How to Combine Two Referential Lists With Python

44 Views Asked by At

I have stupid data coming out of a system, it needs to be flattened.

The main csv has these columns: hostname, program_name, version_name

However, there is only one row per host, so the last two fields look like this:

program_name contents:

Word
Excel
Cognos
Mozilla

version contents (not real, just for illustrative purposes):

2.3.2
121.3.0
build 22

What's the best way to ensure things match up and to more concisely and pythonically do this.

Here is what the real code looks like, the above is mainly for demo purposes:

for row in tan_output.programs:
    names = row["Name"].splitlines()
    versions = row["Version"].splitlines()
    if(len(names) != len(versions)):
        print("NAME and VERSION from tan_programs are not equal... Exiting")
        exit()
    else:
        for name in names:
            #tan_programs.append({"Count": row["Count"], "Hostname": row["Hostname"], "Name": row["Name"], "Version": row["Version"]})

I am stuck on the bottom for loop because I feel like I should be looping thru both lists simultaneously instead of looping thru one, and then what I was going to do, use a counter to reference the second one and form the flattened data.

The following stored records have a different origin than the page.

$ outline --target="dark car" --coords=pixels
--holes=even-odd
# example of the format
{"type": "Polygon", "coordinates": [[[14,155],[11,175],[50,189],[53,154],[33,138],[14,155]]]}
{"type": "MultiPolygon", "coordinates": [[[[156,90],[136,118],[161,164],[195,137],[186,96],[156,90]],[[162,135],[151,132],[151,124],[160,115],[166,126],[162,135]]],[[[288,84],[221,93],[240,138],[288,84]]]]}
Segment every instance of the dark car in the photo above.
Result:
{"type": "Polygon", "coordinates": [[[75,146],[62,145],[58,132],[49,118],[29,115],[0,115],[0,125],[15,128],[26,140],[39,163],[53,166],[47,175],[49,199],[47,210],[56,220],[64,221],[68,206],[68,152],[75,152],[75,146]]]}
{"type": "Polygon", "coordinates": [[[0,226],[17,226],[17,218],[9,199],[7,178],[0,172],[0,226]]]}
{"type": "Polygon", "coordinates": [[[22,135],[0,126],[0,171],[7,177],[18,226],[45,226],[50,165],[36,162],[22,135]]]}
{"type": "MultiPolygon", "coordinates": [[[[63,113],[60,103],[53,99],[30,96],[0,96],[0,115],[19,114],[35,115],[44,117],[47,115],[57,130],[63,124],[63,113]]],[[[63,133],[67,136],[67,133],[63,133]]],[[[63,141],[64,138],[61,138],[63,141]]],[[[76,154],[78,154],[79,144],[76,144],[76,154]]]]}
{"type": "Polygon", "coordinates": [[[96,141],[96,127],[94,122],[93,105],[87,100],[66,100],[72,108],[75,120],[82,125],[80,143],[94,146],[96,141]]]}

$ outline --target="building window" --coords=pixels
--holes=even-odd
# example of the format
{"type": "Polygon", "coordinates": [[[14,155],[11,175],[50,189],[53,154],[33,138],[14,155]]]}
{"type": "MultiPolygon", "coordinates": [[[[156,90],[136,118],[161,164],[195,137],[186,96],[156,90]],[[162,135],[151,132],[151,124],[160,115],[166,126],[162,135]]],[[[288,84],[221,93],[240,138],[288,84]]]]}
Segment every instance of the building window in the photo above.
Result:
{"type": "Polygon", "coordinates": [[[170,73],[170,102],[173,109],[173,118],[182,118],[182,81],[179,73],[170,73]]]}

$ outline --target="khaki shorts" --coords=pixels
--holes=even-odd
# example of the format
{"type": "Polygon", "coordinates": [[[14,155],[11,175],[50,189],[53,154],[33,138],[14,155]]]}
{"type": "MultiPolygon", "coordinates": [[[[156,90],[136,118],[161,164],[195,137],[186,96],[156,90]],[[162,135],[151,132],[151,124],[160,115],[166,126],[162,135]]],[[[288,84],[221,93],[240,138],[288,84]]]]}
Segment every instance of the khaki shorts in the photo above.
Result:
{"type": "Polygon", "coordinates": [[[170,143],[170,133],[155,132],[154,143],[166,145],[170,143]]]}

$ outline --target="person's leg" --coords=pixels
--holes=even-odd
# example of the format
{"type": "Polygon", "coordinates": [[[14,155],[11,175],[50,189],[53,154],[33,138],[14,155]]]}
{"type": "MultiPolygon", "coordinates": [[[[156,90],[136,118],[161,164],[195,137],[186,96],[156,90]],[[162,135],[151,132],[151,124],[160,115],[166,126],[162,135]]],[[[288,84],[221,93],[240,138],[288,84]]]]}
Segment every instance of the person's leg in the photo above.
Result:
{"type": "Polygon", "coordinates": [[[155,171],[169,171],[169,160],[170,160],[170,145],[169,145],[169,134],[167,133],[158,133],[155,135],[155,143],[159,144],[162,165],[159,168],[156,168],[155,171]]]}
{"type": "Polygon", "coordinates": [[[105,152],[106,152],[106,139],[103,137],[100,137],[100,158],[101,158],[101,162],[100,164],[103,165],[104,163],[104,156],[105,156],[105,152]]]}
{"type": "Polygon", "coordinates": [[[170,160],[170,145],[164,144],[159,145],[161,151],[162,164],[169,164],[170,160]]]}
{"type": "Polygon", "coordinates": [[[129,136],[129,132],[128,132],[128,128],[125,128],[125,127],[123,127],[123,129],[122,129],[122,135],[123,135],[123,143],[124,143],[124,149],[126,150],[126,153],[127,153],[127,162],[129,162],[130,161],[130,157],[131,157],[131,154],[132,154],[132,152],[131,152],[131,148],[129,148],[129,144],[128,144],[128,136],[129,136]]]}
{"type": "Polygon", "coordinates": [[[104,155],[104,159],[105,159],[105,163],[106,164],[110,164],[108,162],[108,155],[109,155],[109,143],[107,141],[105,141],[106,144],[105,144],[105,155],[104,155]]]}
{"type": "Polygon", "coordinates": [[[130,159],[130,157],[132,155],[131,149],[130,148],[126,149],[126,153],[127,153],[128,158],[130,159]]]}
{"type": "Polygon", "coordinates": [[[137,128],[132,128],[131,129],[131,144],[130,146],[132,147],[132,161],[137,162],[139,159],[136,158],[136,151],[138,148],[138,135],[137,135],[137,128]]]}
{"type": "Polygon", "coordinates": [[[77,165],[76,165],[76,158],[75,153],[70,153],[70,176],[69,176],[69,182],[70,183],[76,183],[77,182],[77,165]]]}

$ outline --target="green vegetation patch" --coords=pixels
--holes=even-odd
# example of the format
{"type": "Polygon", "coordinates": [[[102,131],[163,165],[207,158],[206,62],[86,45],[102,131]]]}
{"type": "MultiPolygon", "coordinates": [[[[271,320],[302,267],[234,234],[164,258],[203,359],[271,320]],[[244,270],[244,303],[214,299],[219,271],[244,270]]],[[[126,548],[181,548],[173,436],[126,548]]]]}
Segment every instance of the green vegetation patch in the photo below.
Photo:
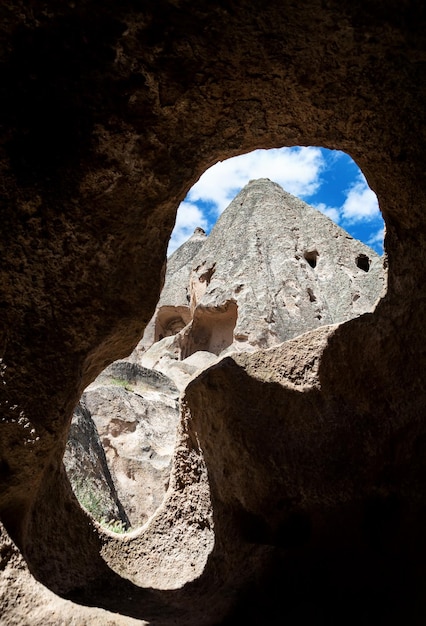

PS, the file is 7 gigs... so the more efficient the better e.g. if I have to use the counter, I know from experience i += 1 is 100 times more efficient than i = i + 1

1

There are 1 best solutions below

0
On

Just use the Counter... unless someone has a better idea:

tan_programs = []
for row in tan_output.programs:
    names = row["Name"].splitlines()
    versions = row["Version"].splitlines()
    if(len(names) != len(versions)):
        print("NAME and VERSION from tan_programs are not equal... Exiting")
        exit()
    else:
        i = 0
        for name in names:
            tan_programs.append({"Hostname": row["Hostname"], "Name": name, "Version": versions[i]})
            i += 1

Its actually very fast... the slow part is inserting 8 million records into a DB on another server over the network.